The Queenstown District Council is still taking a High Court injunction to have a barrier removed from a road at Lake Hawea which blocks access to Kidds Bush, even though a farmer plans to reopen it four days after the November 22 hearing.
The High Court at Christchurch will on November 22 consider an injunction from the council forcing Taff and Penny Cochrane, the lessees of Hunter Valley Station, to remove a barrier across Meads Rd which is on their pastoral lease land.
The Cochranes closed the barrier on October 11 after concerns about the antisocial behaviour of some visitors, and anger at having lambs and calves disrupted by motorists.
The barrier will be open during Labour Weekend and be closed again from the next Tuesday until November 26, when calving and lambing has finished.
The Queenstown Lakes District Council's manager of regulatory and corporate services, Roger Taylor, said the court action would resolve what had been a simmering issue over the road's status for some years and clarify the public's right of access.
"The council's view is that Meads Rd is a public road as far as Kidds Bush," he said.
The legal costs to the council for the injunction and substantive hearing would be between $20,000 and $25,000, he said.
Part of the council's case was implied dedication, he said, that because public money had been spent on the road, it was a public road.
Mr Taylor said the Cochranes had "walked away" from discussions on the issue last December.
A spokesman for the Cochranes disputed that claim.
Ray Macleod, the manager of Landward Management, said that at a meeting on October 16 last year with the council, he and the Cochranes felt "provoked" and withdrew from negotiations, opting to deal with the road's status through tenure review.
That meeting was with former deputy mayor John Wilson and a council consultant.
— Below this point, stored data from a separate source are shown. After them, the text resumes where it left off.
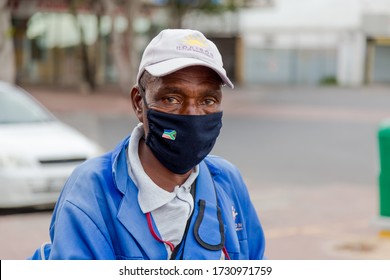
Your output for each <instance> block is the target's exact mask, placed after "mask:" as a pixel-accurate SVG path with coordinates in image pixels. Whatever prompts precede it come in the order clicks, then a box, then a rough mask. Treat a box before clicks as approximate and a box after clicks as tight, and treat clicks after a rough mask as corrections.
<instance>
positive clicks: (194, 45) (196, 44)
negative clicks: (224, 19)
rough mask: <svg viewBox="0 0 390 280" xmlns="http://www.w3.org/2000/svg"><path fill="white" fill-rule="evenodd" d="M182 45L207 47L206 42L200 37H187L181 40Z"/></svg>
mask: <svg viewBox="0 0 390 280" xmlns="http://www.w3.org/2000/svg"><path fill="white" fill-rule="evenodd" d="M183 43H184V44H186V45H188V46H198V47H201V48H204V47H207V41H206V39H205V38H203V37H202V36H200V35H188V36H186V37H185V38H184V39H183Z"/></svg>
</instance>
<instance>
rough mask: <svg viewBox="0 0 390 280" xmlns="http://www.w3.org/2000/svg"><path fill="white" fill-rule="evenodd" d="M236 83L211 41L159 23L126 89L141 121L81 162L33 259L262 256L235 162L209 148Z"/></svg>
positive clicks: (263, 245) (262, 235)
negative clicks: (225, 88)
mask: <svg viewBox="0 0 390 280" xmlns="http://www.w3.org/2000/svg"><path fill="white" fill-rule="evenodd" d="M223 85H227V86H229V87H231V88H233V84H232V82H231V81H230V80H229V78H228V77H227V75H226V71H225V70H224V68H223V64H222V58H221V55H220V53H219V51H218V49H217V47H216V46H215V44H214V43H212V42H211V41H209V40H208V39H207V38H206V37H205V36H204V35H203V34H202V33H200V32H198V31H195V30H187V29H176V30H175V29H171V30H163V31H162V32H161V33H160V34H159V35H157V36H156V37H155V38H154V39H153V40H152V41H151V42H150V44H149V45H148V46H147V47H146V49H145V51H144V54H143V57H142V60H141V64H140V68H139V72H138V76H137V85H135V86H134V87H133V88H132V90H131V101H132V106H133V109H134V112H135V114H136V116H137V118H138V119H139V121H140V123H139V125H138V126H136V127H135V128H134V130H133V132H132V134H131V136H130V137H127V138H125V139H124V140H123V141H122V142H121V143H119V145H118V146H117V147H116V148H115V149H114V150H113V151H111V152H109V153H107V154H105V155H103V156H101V157H98V158H95V159H92V160H90V161H87V162H85V163H84V164H82V165H81V166H79V167H78V168H77V169H76V170H75V171H74V172H73V174H72V175H71V176H70V178H69V179H68V181H67V183H66V185H65V186H64V189H63V191H62V194H61V196H60V198H59V201H58V203H57V205H56V207H55V210H54V214H53V217H52V222H51V226H50V237H51V243H48V244H44V245H42V247H41V248H40V249H38V250H37V251H36V252H35V254H34V255H33V256H32V258H33V259H40V258H42V259H43V258H45V259H46V258H49V259H149V260H152V259H153V260H161V259H162V260H164V259H165V260H167V259H262V258H263V254H264V247H265V242H264V235H263V230H262V227H261V225H260V222H259V219H258V217H257V214H256V212H255V209H254V207H253V205H252V203H251V200H250V197H249V194H248V191H247V188H246V186H245V184H244V182H243V179H242V178H241V175H240V173H239V171H238V170H237V168H236V167H234V166H233V165H232V164H231V163H229V162H227V161H226V160H224V159H222V158H220V157H216V156H210V155H209V153H210V151H211V150H212V148H213V146H214V144H215V142H216V139H217V137H218V135H219V132H220V129H221V127H222V95H223V94H222V86H223Z"/></svg>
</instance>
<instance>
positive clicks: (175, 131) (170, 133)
mask: <svg viewBox="0 0 390 280" xmlns="http://www.w3.org/2000/svg"><path fill="white" fill-rule="evenodd" d="M161 137H162V138H165V139H169V140H175V139H176V130H173V129H164V133H163V134H162V135H161Z"/></svg>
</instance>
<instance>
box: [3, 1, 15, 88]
mask: <svg viewBox="0 0 390 280" xmlns="http://www.w3.org/2000/svg"><path fill="white" fill-rule="evenodd" d="M14 57H15V54H14V45H13V37H12V24H11V11H10V9H9V7H8V5H7V0H0V64H1V67H0V80H2V81H6V82H9V83H15V79H16V66H15V58H14Z"/></svg>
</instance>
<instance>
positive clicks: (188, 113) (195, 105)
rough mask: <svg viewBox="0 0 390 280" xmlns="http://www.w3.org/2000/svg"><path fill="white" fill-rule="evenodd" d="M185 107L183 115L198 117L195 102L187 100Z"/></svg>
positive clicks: (198, 106)
mask: <svg viewBox="0 0 390 280" xmlns="http://www.w3.org/2000/svg"><path fill="white" fill-rule="evenodd" d="M186 105H187V106H186V107H185V112H184V113H185V114H187V115H200V114H201V111H200V106H199V104H197V102H196V100H189V101H188V103H187V104H186Z"/></svg>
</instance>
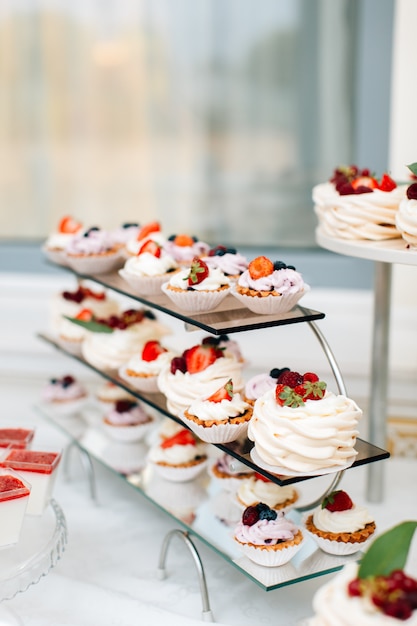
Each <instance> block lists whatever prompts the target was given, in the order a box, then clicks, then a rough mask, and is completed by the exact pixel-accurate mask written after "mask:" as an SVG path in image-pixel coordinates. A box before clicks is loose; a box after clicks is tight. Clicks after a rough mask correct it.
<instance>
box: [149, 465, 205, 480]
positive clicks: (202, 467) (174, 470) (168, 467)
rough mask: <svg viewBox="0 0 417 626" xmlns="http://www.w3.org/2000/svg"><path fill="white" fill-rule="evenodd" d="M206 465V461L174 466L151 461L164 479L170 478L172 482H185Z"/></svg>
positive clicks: (191, 477) (153, 466)
mask: <svg viewBox="0 0 417 626" xmlns="http://www.w3.org/2000/svg"><path fill="white" fill-rule="evenodd" d="M206 466H207V461H201V462H200V463H195V464H194V465H189V466H188V467H175V466H174V465H170V466H168V465H159V464H158V463H153V467H154V468H155V471H156V472H157V473H158V474H159V475H160V476H162V478H165V479H166V480H172V481H173V482H174V483H176V482H178V483H182V482H187V481H188V480H193V478H196V476H198V475H199V474H200V472H202V471H203V470H204V469H205V468H206Z"/></svg>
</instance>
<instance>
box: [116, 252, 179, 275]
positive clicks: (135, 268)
mask: <svg viewBox="0 0 417 626" xmlns="http://www.w3.org/2000/svg"><path fill="white" fill-rule="evenodd" d="M177 267H178V263H177V262H176V261H174V259H173V258H172V256H170V255H169V254H166V253H164V252H162V253H161V256H160V257H156V256H154V255H153V254H151V253H150V252H142V254H138V255H137V256H132V257H130V258H129V259H128V260H127V261H126V263H125V265H124V270H125V271H126V273H127V274H130V276H150V277H153V276H161V275H162V274H166V273H167V272H171V271H172V270H175V269H177Z"/></svg>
He said they discovered Mr Wilson was working closely with the Department of Conservation (Doc) despite assurances that issues involving Doc were not on the table.
"When we started dealing with the council they assured us we were dealing solely with the council, only for us to find out they had been sharing information with Doc and appeared to be taking advice from Doc," Mr Macleod said.
"A subsequent Official Information Act request, where the QLDC had to be reminded of its duty by the Ombudsman's Office, confirmed this."
Mr Macleod said in a 2008 letter the district council notified the Cochranes of its concerns the public could perceive that, because public money had been spent on Meads Rd, it was a public road when it was not.
The Cochranes had offered recently to talk to the council, but that invitation had not been taken up, Mr Macleod said.